O Doutor Ives Gandra e o “Crime de Hermenêutica”

A expressão foi cunhada por ninguém menos que Ruy Barbosa, com o propósito de repudiar juízes que imputavam penas aos juristas que faziam nada mais que mera interpretação da lei.

Diogo Gualhardo

O advogado mencionado no título dispensa apresentações. É o maior jurista brasileiro vivo, tendo escrito diversos livros consagrados e participado ativamente da vida política brasileira no século XX. Hoje com noventa anos e um corpo envelhecido, tem uma atividade jurídica de dar inveja aos advogados jovens. Comenta diariamente decisões em sua rede social no Instagram e atrai a audiência de milhares de profissionais da área e gente que se interessa pelo tão maltratado direito pátrio.

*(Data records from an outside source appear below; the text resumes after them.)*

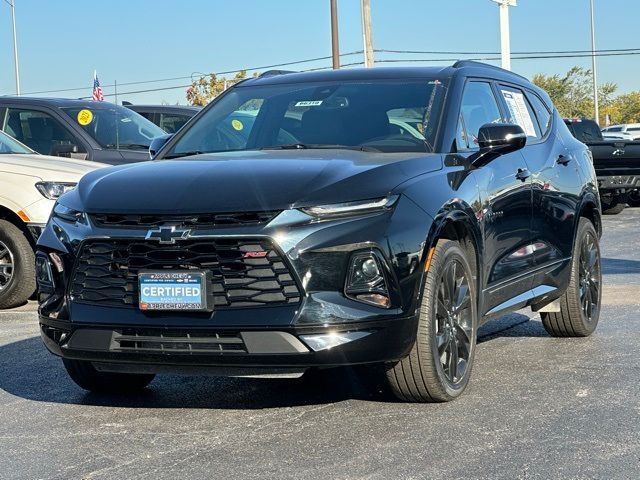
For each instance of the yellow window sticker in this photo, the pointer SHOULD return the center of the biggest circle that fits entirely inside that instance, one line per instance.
(85, 117)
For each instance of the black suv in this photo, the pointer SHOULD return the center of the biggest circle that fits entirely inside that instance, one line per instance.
(170, 118)
(97, 131)
(314, 220)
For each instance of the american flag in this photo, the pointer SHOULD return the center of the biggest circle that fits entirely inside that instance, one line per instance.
(97, 91)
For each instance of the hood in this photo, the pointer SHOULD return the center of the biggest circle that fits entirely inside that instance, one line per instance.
(47, 168)
(247, 181)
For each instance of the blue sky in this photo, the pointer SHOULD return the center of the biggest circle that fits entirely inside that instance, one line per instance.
(61, 42)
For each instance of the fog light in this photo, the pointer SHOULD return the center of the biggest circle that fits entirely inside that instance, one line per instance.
(44, 276)
(326, 341)
(365, 280)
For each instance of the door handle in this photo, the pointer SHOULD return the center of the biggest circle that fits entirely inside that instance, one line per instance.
(523, 174)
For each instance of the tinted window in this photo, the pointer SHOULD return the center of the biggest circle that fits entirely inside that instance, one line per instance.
(542, 113)
(520, 111)
(10, 145)
(172, 122)
(390, 116)
(585, 130)
(478, 108)
(38, 130)
(113, 126)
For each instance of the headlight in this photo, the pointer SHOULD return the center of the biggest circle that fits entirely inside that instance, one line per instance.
(351, 208)
(53, 190)
(67, 214)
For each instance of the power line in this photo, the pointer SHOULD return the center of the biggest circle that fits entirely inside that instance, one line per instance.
(190, 77)
(534, 55)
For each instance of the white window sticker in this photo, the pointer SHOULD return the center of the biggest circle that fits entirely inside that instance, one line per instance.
(519, 112)
(309, 103)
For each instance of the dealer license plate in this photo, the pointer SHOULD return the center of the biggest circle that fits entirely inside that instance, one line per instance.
(173, 290)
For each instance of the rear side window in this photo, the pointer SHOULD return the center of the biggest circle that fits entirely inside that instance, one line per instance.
(542, 113)
(38, 130)
(478, 108)
(520, 111)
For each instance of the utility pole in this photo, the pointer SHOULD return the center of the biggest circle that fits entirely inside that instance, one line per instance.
(335, 47)
(367, 37)
(12, 3)
(596, 106)
(505, 42)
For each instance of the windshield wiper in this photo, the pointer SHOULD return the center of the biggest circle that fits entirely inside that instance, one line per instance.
(320, 146)
(183, 154)
(141, 146)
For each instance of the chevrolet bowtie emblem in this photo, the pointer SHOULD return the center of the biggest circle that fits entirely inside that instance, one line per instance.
(167, 234)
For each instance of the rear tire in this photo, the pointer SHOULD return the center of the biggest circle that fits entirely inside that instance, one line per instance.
(17, 266)
(87, 377)
(580, 305)
(439, 365)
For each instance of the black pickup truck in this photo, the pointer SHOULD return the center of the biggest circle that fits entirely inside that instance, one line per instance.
(617, 165)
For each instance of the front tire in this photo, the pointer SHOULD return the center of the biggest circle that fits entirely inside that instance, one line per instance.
(580, 305)
(612, 206)
(439, 365)
(87, 377)
(17, 266)
(634, 199)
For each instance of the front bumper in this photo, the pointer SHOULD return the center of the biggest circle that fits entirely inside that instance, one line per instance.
(318, 254)
(619, 183)
(226, 351)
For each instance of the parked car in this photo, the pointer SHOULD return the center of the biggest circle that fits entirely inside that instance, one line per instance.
(617, 165)
(97, 131)
(353, 244)
(170, 118)
(629, 131)
(29, 185)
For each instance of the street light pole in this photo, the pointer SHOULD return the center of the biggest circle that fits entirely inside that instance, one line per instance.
(596, 106)
(335, 47)
(366, 33)
(15, 45)
(505, 41)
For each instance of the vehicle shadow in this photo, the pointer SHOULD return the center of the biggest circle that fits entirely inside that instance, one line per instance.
(613, 266)
(512, 325)
(28, 371)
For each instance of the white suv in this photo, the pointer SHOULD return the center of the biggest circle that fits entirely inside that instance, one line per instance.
(29, 185)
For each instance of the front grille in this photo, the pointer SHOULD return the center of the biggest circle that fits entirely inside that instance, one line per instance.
(106, 272)
(168, 342)
(206, 220)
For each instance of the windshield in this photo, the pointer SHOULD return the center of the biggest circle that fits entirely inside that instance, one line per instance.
(9, 145)
(381, 115)
(115, 127)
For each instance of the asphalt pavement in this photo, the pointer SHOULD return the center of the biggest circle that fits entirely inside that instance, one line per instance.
(536, 407)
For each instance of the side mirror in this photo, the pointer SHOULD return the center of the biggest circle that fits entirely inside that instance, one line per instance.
(157, 143)
(63, 150)
(495, 139)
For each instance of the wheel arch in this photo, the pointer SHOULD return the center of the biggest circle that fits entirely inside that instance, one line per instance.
(12, 217)
(589, 209)
(458, 224)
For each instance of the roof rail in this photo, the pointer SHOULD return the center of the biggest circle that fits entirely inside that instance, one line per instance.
(273, 73)
(473, 63)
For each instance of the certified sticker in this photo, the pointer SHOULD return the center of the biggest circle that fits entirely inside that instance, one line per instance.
(85, 117)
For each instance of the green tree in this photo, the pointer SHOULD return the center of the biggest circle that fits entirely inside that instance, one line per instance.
(208, 87)
(626, 108)
(572, 93)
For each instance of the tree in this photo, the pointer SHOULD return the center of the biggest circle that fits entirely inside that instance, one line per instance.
(572, 93)
(208, 87)
(626, 108)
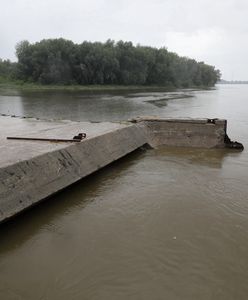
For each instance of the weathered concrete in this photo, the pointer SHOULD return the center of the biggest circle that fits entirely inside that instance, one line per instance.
(30, 171)
(200, 133)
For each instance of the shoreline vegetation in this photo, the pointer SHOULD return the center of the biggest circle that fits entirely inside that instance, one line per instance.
(54, 64)
(9, 84)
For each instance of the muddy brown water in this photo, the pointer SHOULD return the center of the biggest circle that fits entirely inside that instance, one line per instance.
(161, 224)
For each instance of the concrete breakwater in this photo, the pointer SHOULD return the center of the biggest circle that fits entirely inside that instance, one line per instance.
(31, 171)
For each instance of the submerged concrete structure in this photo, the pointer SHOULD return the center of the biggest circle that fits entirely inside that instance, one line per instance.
(31, 171)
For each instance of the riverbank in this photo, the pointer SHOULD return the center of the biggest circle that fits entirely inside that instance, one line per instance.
(31, 86)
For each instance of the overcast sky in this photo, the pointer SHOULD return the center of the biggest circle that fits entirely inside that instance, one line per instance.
(213, 31)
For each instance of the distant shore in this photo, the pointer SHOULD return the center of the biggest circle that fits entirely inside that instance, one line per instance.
(28, 86)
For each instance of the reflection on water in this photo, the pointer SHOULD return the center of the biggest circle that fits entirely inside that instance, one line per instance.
(82, 106)
(161, 224)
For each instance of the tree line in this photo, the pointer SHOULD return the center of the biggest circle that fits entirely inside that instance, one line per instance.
(60, 61)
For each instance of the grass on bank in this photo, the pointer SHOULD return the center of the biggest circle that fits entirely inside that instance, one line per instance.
(7, 84)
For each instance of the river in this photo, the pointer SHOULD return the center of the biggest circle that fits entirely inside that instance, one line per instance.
(159, 224)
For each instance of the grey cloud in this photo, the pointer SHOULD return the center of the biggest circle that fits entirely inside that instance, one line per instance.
(208, 30)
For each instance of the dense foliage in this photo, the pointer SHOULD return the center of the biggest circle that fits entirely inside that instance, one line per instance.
(60, 61)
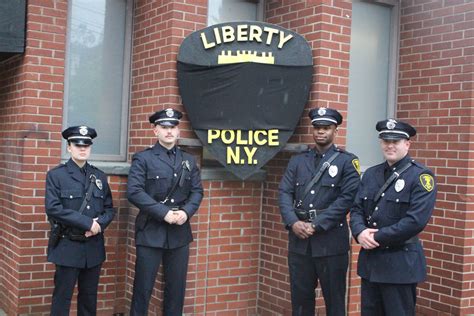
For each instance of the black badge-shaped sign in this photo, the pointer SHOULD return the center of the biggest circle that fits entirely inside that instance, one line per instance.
(244, 86)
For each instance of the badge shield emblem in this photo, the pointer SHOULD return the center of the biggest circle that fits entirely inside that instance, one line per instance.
(399, 185)
(242, 89)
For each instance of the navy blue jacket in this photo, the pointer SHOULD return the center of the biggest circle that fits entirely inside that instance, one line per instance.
(333, 194)
(402, 213)
(151, 177)
(65, 191)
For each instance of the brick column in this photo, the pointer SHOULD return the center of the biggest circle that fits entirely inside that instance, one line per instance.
(435, 94)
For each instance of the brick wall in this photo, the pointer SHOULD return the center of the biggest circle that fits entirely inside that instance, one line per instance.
(238, 260)
(435, 94)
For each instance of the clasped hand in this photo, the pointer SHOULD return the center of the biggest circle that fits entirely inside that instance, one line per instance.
(302, 229)
(95, 228)
(178, 217)
(366, 238)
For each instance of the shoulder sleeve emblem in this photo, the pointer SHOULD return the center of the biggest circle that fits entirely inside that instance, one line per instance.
(427, 182)
(356, 164)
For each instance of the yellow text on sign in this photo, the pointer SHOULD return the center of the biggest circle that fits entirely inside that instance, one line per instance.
(245, 141)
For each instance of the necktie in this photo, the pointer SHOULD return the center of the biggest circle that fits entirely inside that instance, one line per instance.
(317, 160)
(171, 155)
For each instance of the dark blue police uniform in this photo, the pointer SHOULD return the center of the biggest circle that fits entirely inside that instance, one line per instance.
(323, 256)
(152, 176)
(391, 271)
(77, 260)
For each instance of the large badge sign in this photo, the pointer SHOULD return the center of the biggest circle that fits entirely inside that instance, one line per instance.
(244, 86)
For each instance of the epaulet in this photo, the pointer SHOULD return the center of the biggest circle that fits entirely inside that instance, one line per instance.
(63, 165)
(419, 164)
(343, 151)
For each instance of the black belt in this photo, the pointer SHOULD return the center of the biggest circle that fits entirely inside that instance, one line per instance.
(307, 216)
(412, 240)
(76, 237)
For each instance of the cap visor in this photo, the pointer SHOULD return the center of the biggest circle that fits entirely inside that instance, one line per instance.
(81, 142)
(323, 123)
(168, 123)
(390, 136)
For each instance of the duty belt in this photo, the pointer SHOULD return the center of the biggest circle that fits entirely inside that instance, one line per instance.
(412, 240)
(307, 216)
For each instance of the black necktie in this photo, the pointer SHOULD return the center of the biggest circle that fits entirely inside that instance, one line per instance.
(317, 160)
(171, 156)
(387, 172)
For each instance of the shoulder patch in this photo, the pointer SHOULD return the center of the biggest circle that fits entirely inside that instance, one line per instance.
(427, 182)
(356, 164)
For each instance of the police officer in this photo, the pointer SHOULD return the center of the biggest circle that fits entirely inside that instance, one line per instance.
(78, 203)
(393, 205)
(164, 183)
(316, 193)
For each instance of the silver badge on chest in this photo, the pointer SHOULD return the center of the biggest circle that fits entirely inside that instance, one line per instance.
(98, 183)
(333, 171)
(399, 185)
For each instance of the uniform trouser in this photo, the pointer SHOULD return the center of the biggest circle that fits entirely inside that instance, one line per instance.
(64, 282)
(305, 271)
(175, 267)
(385, 299)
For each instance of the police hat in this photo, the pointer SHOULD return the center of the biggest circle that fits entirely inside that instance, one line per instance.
(79, 135)
(325, 116)
(393, 129)
(168, 117)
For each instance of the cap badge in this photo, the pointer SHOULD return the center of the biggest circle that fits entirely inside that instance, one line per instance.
(98, 183)
(83, 130)
(333, 171)
(399, 185)
(391, 124)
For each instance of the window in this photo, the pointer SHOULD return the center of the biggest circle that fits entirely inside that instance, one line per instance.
(221, 11)
(372, 75)
(97, 73)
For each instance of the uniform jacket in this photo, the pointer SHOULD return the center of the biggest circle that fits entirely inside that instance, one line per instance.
(151, 176)
(65, 191)
(333, 194)
(402, 212)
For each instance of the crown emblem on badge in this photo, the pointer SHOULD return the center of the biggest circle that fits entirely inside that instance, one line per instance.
(391, 124)
(169, 112)
(83, 130)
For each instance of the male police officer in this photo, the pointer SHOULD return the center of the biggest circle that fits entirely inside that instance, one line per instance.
(316, 192)
(164, 183)
(78, 203)
(393, 205)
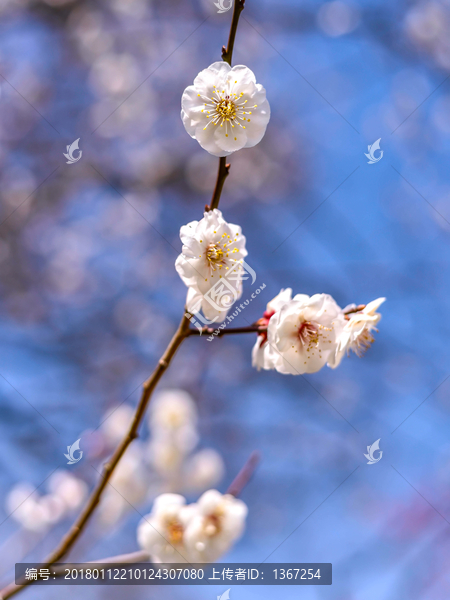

Pois que, a fortuna do país que tanto ama, e a instituição que ajudou a construir, lhe impuseram um processo interno. Bem, a Ordem dos Advogados do Brasil, instituição da qual faço parte, já não é mais a mesma há algum tempo. Antes combativa contra o autoritarismo, hoje não raro o chancela. O procedimento que busca puni-lo foi aberto a pedido, principalmente, da Associação Brasileira de Imprensa, a ABI. Essa é minha tristeza maior e motivo de vergonha, pois um dos seus fundadores foi o deputado maranhense Dunshee de Abranches, um aguerrido republicano do começo dos anos mil e novecentos e que sempre utilizo em minhas pesquisas sobre história do direito e da política. Deve estar se revirando no túmulo agora. Rezarei por sua alma hoje!

Mas, qual o fundamento do infeliz processo? O “crime de hermenêutica”. A expressão foi cunhada por ninguém menos que Ruy Barbosa, com o propósito de repudiar juízes que imputavam penas aos juristas que faziam nada mais que mera interpretação da lei. Não minto. É exatamente essa a acusação que pesa contra o doutor Ives Gandra: a interpretação que fez do artigo 142 da Constituição, segundo sua leitura, teria institucionalizado o Poder Moderador a partir do elemento militar.

Data venia, discordo da opinião do eminente jurista e meu prefaciador. Contudo, o faço dentro do debate intelectual. Jamais tal coisa justificaria um processo. O ex-ministro da corte suprema, Marco Aurélio Mello, há de concordar comigo: não estamos mais, no seu dizer, em “tempos estranhos”, e sim em “tempos muito, muito estranhos”, onde até Ruy Barbosa foi descartado…

Por falar em STF, o ministro Alexandre de Moraes, sempre tratado com muita urbanidade quando referido pelo doutor Ives Gandra, não o respondeu com a mesma cortesia. Ao contrário, disparou contra ele uma indireta: “É sempre bom repetir: o artigo 142 não tem absolutamente nada a ver com o poder moderador, e os juristas que assim escrevem não são juristas, são golpistas”. Engraçado, porque o ministro Dias Toffoli tem uma tese sobre o Supremo ser o Poder Moderador e não lembro do seu colega de toga tê-lo chamado de golpista.

Em meu livro “Princípios de Direito e Política da Monarquia”, editado pela prestigiosa Resistência Cultural (pode ser adquirido nas plataformas digitais) eu comento como, desde a deposição de D. Pedro II, que o Poder Moderador é disputado pelo Executivo, pelo STF e pelas forças armadas. Trata-se de um debate da república brasileira, que inclusive foi recentemente pronunciado pelo tribunal que deveria guardar a Constituição e seus valores.

Por fim, quero afirmar, categoricamente, que não se pode achar que hermenêutica jurídica é golpe de estado. A se entender pelo contrário, o próprio Ruy Barbosa correria, hoje, risco de prisão. Que tempos muito estranhos esses que atravessamos!